I started slowly, spending as long as I could alone, wrapped up in blankets and doing nothing—no phone, no TV show, no book, just me and my thoughts and my blankets. Inevitably, I would doze in and out, and in those hazy stages of partial and half-consciousness, I began to have honest conversations with myself about what I wanted next. If it became too much, I could sink into my blankets, and slowly, I felt myself returning to… me. I began to joke I was in my cocoon era, with the goal of emerging as a butterfly.

From there, I started researching infrared saunas after reading that sweating under infrared lights offers emotional benefits. I still don’t know if it’s true, but I know my experiences during and after a few 30-minute sessions were revelatory. I was introduced to parts of myself I didn’t know existed. I began to realize that something extraordinary was happening when I just let myself sweat it out, and I began to trust that the world was still a good place tentatively and to trust others.

Hot yoga classes took things a step further; I allowed myself to cry openly when needed the first few weeks I went. Sometimes, this was because something inside me was cracking open. They say we store trauma in the hips, and each time I found myself in a hip-opening posture with sweat pooling at my temples, behind my ears, and rolling down my arms, I found myself opening a little bit more—physically, of course, but inside myself as well.
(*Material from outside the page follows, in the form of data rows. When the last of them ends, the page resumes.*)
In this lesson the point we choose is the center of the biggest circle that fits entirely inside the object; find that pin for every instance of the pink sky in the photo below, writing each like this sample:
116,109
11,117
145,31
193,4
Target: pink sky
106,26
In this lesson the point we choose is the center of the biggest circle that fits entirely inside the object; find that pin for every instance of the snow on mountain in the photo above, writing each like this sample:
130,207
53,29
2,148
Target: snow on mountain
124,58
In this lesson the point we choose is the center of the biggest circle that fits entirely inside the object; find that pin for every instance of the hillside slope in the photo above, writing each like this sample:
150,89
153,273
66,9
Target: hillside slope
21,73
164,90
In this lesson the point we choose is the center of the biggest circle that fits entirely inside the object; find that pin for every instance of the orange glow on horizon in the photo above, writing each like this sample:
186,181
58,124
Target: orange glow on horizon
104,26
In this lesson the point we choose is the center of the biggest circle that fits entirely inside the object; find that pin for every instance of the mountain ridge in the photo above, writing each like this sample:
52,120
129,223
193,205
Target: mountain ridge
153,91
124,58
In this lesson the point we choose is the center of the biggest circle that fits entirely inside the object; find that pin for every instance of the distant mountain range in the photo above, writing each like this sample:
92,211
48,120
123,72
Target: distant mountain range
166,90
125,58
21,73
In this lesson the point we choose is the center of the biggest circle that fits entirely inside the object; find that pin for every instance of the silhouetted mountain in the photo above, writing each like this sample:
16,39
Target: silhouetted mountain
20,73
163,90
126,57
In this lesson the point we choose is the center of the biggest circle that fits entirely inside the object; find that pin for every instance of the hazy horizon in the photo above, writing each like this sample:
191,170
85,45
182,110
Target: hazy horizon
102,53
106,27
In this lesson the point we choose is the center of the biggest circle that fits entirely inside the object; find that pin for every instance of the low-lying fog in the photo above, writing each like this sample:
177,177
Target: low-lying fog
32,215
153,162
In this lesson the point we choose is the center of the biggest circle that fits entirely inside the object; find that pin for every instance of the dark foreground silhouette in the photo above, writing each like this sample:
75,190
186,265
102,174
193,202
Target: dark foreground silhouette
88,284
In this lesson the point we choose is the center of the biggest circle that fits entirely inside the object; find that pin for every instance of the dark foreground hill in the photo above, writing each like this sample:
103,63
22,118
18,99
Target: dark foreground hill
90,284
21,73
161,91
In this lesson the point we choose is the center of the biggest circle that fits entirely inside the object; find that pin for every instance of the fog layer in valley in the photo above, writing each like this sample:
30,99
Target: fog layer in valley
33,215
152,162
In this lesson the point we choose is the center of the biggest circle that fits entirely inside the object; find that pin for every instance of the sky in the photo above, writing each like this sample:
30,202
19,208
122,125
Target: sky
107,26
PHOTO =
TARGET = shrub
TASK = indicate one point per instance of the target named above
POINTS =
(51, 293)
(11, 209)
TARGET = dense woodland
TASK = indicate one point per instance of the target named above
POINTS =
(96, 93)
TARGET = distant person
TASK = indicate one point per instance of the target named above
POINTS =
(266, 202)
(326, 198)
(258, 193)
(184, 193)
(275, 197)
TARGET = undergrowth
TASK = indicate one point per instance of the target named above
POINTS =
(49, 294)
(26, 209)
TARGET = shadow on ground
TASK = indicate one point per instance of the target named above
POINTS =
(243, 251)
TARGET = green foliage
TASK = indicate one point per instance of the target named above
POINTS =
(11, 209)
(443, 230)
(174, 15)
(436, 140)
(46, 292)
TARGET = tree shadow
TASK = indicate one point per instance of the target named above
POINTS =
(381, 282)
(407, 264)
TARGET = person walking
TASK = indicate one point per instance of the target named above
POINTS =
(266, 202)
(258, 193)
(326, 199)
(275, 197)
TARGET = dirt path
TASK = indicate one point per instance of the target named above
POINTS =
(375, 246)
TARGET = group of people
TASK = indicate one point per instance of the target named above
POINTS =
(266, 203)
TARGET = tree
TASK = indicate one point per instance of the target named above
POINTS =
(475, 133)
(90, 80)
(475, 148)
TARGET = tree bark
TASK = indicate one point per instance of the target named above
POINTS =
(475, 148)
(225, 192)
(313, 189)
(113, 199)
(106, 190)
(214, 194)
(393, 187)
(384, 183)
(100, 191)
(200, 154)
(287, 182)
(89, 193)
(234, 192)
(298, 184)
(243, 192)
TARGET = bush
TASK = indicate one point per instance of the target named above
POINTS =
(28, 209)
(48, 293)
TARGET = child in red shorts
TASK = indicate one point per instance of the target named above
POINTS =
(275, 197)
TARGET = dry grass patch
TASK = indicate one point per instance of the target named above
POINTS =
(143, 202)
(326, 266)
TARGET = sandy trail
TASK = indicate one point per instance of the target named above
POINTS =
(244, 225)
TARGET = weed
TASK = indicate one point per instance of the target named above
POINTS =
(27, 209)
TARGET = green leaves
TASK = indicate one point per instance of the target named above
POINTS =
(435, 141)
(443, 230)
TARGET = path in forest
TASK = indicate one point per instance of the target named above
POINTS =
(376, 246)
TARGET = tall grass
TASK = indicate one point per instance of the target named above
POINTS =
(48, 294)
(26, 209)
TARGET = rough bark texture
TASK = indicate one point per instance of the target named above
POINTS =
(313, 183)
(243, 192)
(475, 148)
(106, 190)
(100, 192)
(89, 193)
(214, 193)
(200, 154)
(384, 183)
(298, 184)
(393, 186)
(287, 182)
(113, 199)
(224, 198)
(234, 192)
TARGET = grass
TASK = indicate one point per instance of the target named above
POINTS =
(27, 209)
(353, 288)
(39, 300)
The idea that sweat can be healing isn’t new. Indigenous communities in North America have long held sweat lodge ceremonies to cleanse and purify the body; in a way, I feel like my experiences of intentionally sweating have cleansed and purified me inside and out. I’m not someone who has typically enjoyed getting super sweaty in general, but aligning my mind with my physical actions in pursuit of feeling cleansed has been instrumental in my healing. It’s allowed me to offer others compassion, love, and trust at a rate I don’t think would have been possible otherwise.

Sweating it out can happen in a lot of ways. If hot yoga classes aren’t in your immediate plans or aren’t a financial possibility, there’s a lot to be said for going outside on a sunny day and taking a good, long walk. We already know walking is good for mental health, and adding the extra component of walking to the point that you’ve worked up a natural lather might be the extra addition you need while recovering from your own traumatic or difficult experiences.

My exploration of heat-seeking surprised me initially, but I’ve come to understand it more over time. Much like many of us want to eat soup when we feel sick, or the quickest cure to feeling a little better is putting on a pair of comfy socks, intentionally but softly, connecting with the heat made me feel almost like I was in a womb. Instead of being alone, instead of crying endlessly and feeling like healing was impossible (and I did plenty of that, too), I was somewhere where I was protected and cared for, my needs were met, and I could be safe. It turns out that that specific feeling was exactly what I needed.